Возле ворот, под козырьком (для защиты от дождя) висел свитый из проволоки хвостик звонка.

На звонок откликнулись не сразу; хвостик пришлось дергать три раза, когда, наконец, появился подросток в галошах на босу ногу, в холщовых штанах и по пояс голый: "шибеник Костик".

— А пускать никого не велено, — сказал он, глянув на молодых людей исподлобья быстрыми глазами. — Полицмейстер с утра был, приказал, чтобы никого…

— Мы с Феликсом Францевичем давние знакомые барыни, с личным визитом, — веско, с расстановкой произнес Квасницкий. — Да я ж вчера был, не помнишь, что ли?

За чугунными воротами просматривались клумбы с каннами, петуниями и резедой, двухэтажное здание дачи.

На веранду выскочила горничная в темном платьице и фартуке с наколкой, потом скрылась в доме, и через минуту появилась опять, сбежала со ступенек и направилась к воротам.

— Костя, впусти! — крикнула она, — барыня велели!

— Ну, да, — проворчал Костик, — околоточный же потом мне ухи открутит, а не барыне…

Но ворота открыл.

Тяжелые створки подались бесшумно и легко на хорошо смазанных петлях.

Горничная, чуть присев в приветственном книксене, повела гостей вокруг дома по выложенной лавовыми плитками дорожке, обсаженной со стороны огорода низеньким буксом.

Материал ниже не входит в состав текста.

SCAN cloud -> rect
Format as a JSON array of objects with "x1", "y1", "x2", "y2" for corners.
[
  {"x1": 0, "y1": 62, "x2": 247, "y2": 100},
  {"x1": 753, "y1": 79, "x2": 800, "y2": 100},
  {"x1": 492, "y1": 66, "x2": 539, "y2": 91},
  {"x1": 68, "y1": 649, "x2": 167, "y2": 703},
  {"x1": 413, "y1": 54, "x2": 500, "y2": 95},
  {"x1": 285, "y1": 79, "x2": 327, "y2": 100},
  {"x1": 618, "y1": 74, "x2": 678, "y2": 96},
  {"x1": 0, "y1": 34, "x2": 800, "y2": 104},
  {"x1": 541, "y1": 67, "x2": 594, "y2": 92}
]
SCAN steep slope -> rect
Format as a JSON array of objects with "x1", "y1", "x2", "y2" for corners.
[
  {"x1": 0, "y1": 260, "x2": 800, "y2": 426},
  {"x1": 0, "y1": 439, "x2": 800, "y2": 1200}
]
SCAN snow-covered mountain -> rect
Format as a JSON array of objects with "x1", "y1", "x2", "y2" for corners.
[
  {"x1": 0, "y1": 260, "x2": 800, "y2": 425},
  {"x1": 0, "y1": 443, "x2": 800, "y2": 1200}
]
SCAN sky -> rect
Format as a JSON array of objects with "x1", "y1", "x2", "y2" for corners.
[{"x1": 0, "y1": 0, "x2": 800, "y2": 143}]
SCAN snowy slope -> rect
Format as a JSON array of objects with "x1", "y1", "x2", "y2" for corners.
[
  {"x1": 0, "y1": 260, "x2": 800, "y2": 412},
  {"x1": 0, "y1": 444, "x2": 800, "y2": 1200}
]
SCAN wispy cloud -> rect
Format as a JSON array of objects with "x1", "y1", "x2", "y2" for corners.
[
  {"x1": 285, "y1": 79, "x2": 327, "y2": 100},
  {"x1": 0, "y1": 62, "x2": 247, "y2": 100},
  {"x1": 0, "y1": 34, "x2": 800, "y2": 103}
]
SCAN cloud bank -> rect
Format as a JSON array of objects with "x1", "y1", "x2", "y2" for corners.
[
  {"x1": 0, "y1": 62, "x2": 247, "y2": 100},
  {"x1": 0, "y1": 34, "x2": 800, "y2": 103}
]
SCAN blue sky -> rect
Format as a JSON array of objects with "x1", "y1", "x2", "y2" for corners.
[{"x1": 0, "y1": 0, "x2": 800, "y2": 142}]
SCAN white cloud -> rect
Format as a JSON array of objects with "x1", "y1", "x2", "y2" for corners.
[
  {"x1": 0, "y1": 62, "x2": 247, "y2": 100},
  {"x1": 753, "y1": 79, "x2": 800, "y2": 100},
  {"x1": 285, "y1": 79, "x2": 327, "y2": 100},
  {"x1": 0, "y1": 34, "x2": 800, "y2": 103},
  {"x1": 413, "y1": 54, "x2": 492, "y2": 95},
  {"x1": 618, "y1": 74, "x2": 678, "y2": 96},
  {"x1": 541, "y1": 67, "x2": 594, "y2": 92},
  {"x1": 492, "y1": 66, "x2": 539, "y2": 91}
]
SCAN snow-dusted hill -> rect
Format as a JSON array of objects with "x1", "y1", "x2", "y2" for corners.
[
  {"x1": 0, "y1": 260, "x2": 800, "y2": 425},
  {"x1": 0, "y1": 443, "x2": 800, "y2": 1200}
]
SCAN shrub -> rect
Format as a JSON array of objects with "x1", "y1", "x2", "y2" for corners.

В одном месте букс был изломан.

— А ну постой-ка, милая, — сказал Квасницкий. — Как я понимаю, это здесь нашли мадемуазель, верно?

— Нет, сударь, чуть подальше, тут бы ее сразу заметили.

Чуть подальше от дорожки росли высокие кусты укропа, пошедшего уже в семя. Один куст был сломан.

— Нынче полили, а то господин околоточный надзиратель прежде не велели, — сказала горничная. — Та следов уж и не видно.

Резкий крик "Маша!" донесся из глубины сада.

— Барыня гневаются. Не изволите ли пройти, господа хорошие?

Господа изволили, и Маша повела их дальше, по лавовой дорожке, мимо деликатно спрятавшегося в высоких кустах жасмина сортира, между сливовыми деревьями, увешанными круглыми пока еще зелеными сливами, под вишней, плоды с которой были уже сняты, только далеко в вышине краснели кое-где переспелые вишенки.

А возле каждого дерева (немецкая точность то ли Генриха Михайловича, то ли Людвиги Карловны) торчит из земли палка, а к палке прибита дощечка, а на дощечке аккуратными буковками начертано, какой породы дерево, какого сорта, когда посажено, когда привито, да к тому же на двух языках: на немецком (для хозяев) и на русском (для Семена).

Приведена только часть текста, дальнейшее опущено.